Don Danilo Gherpelli ci ha lasciato da un mese ed ora riposa nel cimitero di Ramiseto. Questa sera, alle ore 19, nella chiesa parrocchiale di Ramiseto, il nuovo parroco don Evandro Gherardi celebrerà la messa del trigesimo della morte di don Danilo Gherpelli poi, per parlare di lui in compagnia, seguirà una pizza all’oratorio di Ramiseto.
Don Danilo è nato a San Martino in Rio il 12 settembre 1949, è stato ordinato sacerdote il 25 settembre 1976 dal vescovo di Reggio Emilia, monsignor Gilberto Baroni che, come raccontò, fu proprio lui ad indicargli la giusta strada da seguire, la via maestra mai abbandonata.
Don Danilo considerava settembre il suo mese fortunato, perché a settembre era nato e a settembre era diventato prete, poi tante altre cose si erano verificate proprio in quel mese tanto da rafforzare sempre più questa sua convinzione. Anche il 45esimo anniversario di sacerdozio di Don Danilo, una bella e semplice festa organizzata dai parrocchiani in un momento particolare a sorpresa dello stresso parroco, è stata fatta nel settembre dell’anno scorso in chiesa, luogo vocato al buon incontro.
Alla fine della messa si era scatenato un temporale e gli organizzatori, quei bravi parrocchiani che hanno guardato al presente pesando al futuro, hanno ritenuto di anticipare la festa di don Danilo ai 45 anni di sacerdozio ed hanno avuto ragione perché l’obiettivo dei 50 anni era troppo lontano. E’ stata una festa semplice spontanea in fondo alla chiesa dove le preghiere si mescolavano ai cibi preparati dai parrocchiani e il don sorpreso, sorridendo, si è complimentato con gli organizzatori partecipando serenamente, ma non senza pensieri, a quella mensa che sapeva tanto di “ultima cena”.
Dopo 45 anni, ricordava con grande emozione la prima messa celebrata al suo paese nella chiesa della parrocchia di San Benedetto in Rio. “Un giorno luminoso indimenticabile. Io, giovane prete, speravo di andare subito in qualche parrocchia e invece il vescovo mi ha assegnato altro compito: vice rettore delle scuole medie e superiori al Seminario di Reggio Emilia, dove sono rimasto 5 anni”.
Poi ha cominciato a girare la parrocchie, ma sempre della bassa reggiana e fra le tante che ha amministrato, non ha mai dimenticato quella di Castelnovo Sotto: “Lì sono rimasto ben 17 anni ed ho avuto modo di conoscere molta più gente di quei luoghi che ancora oggi mi vengono a trovare, siamo rimasti molto amici. Poi in quel periodo sono stato un previlegiato: avevo con me mia madre, 20 anni in carrozzella, è sempre rimasta con me. E’ stata una gran gioia averla accanto e seguirla”.
A Ramiseto don Danilo è arrivato il 4 ottobre 2014, vi ha trascorso otto anni della sua vita di cui gli ultimi due in condizioni di salute precaria, nascondendo la sofferenza con il sorriso fino all’ultimo, senza mai rinunciare al suo impegno di parroco di otto parrocchie, tali sono nel vasto territorio di Ramiseto in comune di Ventasso.
Inoltre l’Oasi di San Francesco da amministrare, una struttura parrocchiale per anziani con oltre 45 ospiti, per lo più non autosufficienti, che impegna molto.
L’amministratore don Danilo e la direttrice della struttura Guya Bianchi hanno affrontato, come tutte le case di riposo, momenti drammatici durante il periodo della pandemia del coronavirus.

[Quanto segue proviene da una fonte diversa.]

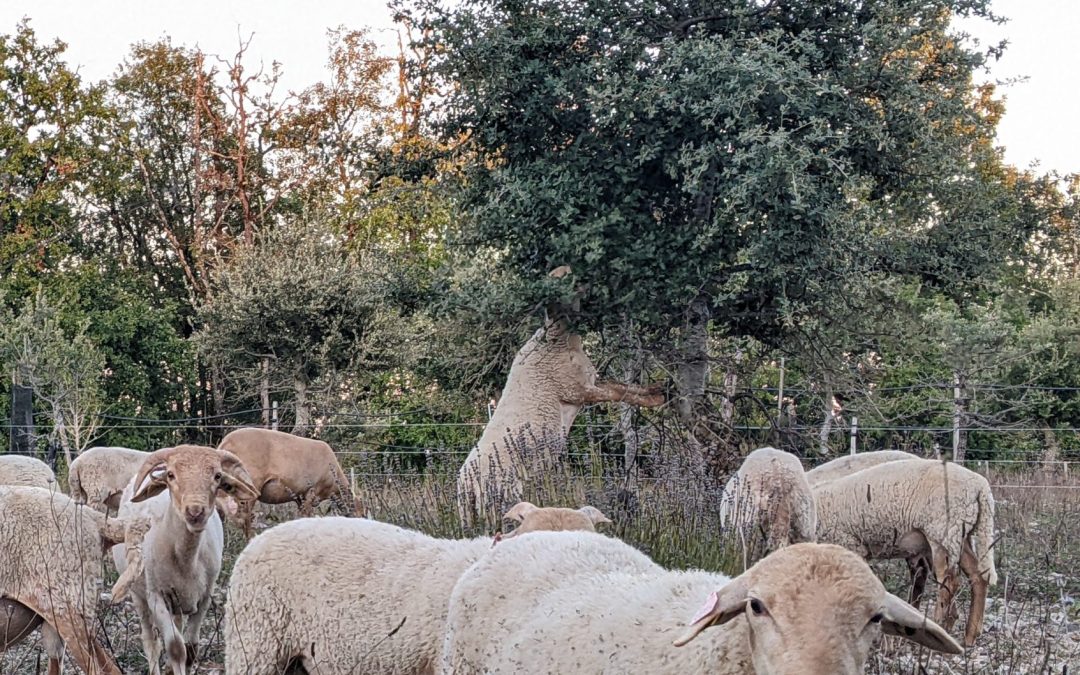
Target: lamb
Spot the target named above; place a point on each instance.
(583, 603)
(917, 508)
(345, 595)
(850, 463)
(21, 470)
(175, 488)
(552, 518)
(770, 495)
(98, 475)
(550, 380)
(287, 468)
(51, 554)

“Ci sarebbero tante cose da dire, però non mi lamento, come in tutti i paesi ci sono persone che seguono bene, altre meno e noi preti, in questo mondo di bombardamenti dai media, ci possiamo fare poco. Sorretti dalla fede noi proviamo, ma tante volte ne usciamo sconfitti, resta la speranza”.

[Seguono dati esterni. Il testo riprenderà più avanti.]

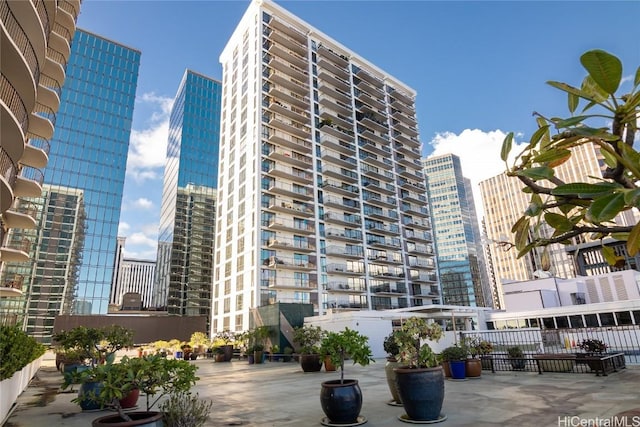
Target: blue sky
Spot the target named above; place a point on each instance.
(479, 69)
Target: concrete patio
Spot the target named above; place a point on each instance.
(280, 394)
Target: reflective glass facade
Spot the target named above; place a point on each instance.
(88, 157)
(187, 223)
(457, 235)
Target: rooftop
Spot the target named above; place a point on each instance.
(279, 394)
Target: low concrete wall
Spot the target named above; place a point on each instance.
(147, 328)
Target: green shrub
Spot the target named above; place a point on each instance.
(17, 350)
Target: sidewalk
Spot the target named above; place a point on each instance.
(280, 395)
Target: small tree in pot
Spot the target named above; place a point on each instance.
(421, 380)
(308, 338)
(342, 399)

Stava volentieri in mezzo agli anziani dell’Oasi di San Francesco dove, tra l’altro, ha trascorso l’ultima settimana di vita con accanto il fedele accolito Valdo Bianchi che lo ha accompagnato nel sereno trapasso. Don Danilo diceva dell’Oasi: “E’ la mia palestra di vita, ci sono persone che non la pensano come me, ma questo è normale, basta dialogare per intendersi. L’Oasi di San Francesco per me è una grande opportunità, io sto benissimo con gli ospiti. E’ un luogo di sofferenza ma anche di serenità dove tutti ci possiamo riconoscere attraverso i volti, i comportamenti, le storie degli ospiti”.